Here, moral norms emerge from group dynamics, informal social contracts, and shared cultural narratives. It is more stable than individual morality, but still limited by groupthink, tribalism, or exclusionary traditions.
3. Authoritative Morality (Authoritative Morality)
This layer institutionalizes morality through laws, religious rulings, or professional codes. It commands obedience via formal legitimacy and organizational power. While it provides coherence, it is also prone to bureaucratic ossification, legalistic minimalism, or even moral hypocrisy.
4. Hegemonic Morality (Hegemonic Morality)
At this level, morality is shaped by dominant ideologies, such as nationalism, neoliberalism, or religious orthodoxy, which impose "common sense" values through education, media, and state apparatuses. It is deeply powerful yet often invisible, naturalizing power relations and co-opting dissent.
5. Transcendent Morality (Transcendent Morality)
This final and most elusive layer is oriented beyond social consensus or institutional structures. It reflects universal ethical intuitions, spiritual insight, or revelatory guidance---often perceived as absolute, yet resistant to codification. It challenges all other levels, especially when systems of power become corrupted or cynical.
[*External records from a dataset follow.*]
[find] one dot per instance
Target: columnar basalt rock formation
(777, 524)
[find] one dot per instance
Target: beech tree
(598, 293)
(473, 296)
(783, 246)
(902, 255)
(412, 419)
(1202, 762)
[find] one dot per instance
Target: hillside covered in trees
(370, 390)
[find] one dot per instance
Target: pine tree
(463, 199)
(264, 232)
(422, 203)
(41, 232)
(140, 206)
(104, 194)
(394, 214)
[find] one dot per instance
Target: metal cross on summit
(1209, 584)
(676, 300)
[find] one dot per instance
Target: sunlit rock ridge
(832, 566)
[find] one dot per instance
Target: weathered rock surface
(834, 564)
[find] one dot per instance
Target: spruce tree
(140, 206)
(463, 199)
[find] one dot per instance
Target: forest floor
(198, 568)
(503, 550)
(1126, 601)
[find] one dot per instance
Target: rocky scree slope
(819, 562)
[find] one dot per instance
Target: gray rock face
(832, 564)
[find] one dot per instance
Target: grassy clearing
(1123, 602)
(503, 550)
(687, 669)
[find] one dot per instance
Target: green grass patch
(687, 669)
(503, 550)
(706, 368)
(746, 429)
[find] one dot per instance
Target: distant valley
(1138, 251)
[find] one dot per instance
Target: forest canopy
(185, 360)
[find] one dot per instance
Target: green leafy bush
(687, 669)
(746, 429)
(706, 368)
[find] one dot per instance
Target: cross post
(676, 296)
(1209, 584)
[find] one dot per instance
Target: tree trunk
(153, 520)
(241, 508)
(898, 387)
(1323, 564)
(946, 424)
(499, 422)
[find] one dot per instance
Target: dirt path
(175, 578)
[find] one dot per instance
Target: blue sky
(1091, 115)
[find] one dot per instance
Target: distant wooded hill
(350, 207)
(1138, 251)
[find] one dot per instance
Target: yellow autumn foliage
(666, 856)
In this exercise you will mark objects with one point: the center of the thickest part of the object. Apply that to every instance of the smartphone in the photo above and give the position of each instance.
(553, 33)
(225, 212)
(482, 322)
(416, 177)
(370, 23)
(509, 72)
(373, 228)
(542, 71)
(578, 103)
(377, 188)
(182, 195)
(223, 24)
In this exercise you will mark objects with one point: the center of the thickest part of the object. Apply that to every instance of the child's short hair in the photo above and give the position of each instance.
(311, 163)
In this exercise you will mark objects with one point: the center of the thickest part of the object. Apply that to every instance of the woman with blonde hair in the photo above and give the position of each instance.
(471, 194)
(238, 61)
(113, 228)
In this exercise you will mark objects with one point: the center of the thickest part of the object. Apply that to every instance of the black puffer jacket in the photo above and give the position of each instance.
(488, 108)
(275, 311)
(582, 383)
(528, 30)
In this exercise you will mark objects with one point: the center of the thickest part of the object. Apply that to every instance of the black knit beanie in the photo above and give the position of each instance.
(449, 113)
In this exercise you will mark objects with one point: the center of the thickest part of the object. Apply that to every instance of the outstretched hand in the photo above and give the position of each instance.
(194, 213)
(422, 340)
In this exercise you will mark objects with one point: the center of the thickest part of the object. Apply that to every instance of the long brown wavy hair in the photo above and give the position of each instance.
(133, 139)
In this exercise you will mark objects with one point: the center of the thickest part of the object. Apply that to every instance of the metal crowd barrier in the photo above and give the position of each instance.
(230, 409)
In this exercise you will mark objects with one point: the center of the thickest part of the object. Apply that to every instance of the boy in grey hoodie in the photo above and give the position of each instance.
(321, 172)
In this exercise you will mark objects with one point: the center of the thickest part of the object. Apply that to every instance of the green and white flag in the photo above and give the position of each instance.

3.3 Interactions, Conflicts, and Fluidity
Unlike models that imply moral progression (e.g., Kohlberg) or ideal consensus (e.g., Habermas), Setiawan's hierarchy allows for dynamic interaction and conflict between layers. A person may act out of transcendent morality against hegemonic norms (e.g., civil disobedience inspired by spiritual convictions), or an authoritarian regime may enforce authoritative morality while suppressing individual conscience.
This stratified yet fluid structure reflects a nonlinear moral ecology, where agents must navigate tensions among competing moral demands, often without a single unambiguous guideline. It reintroduces contextuality, power-awareness, and moral ambiguity into ethical reasoning, while still preserving the possibility of principled resistance and authentic virtue.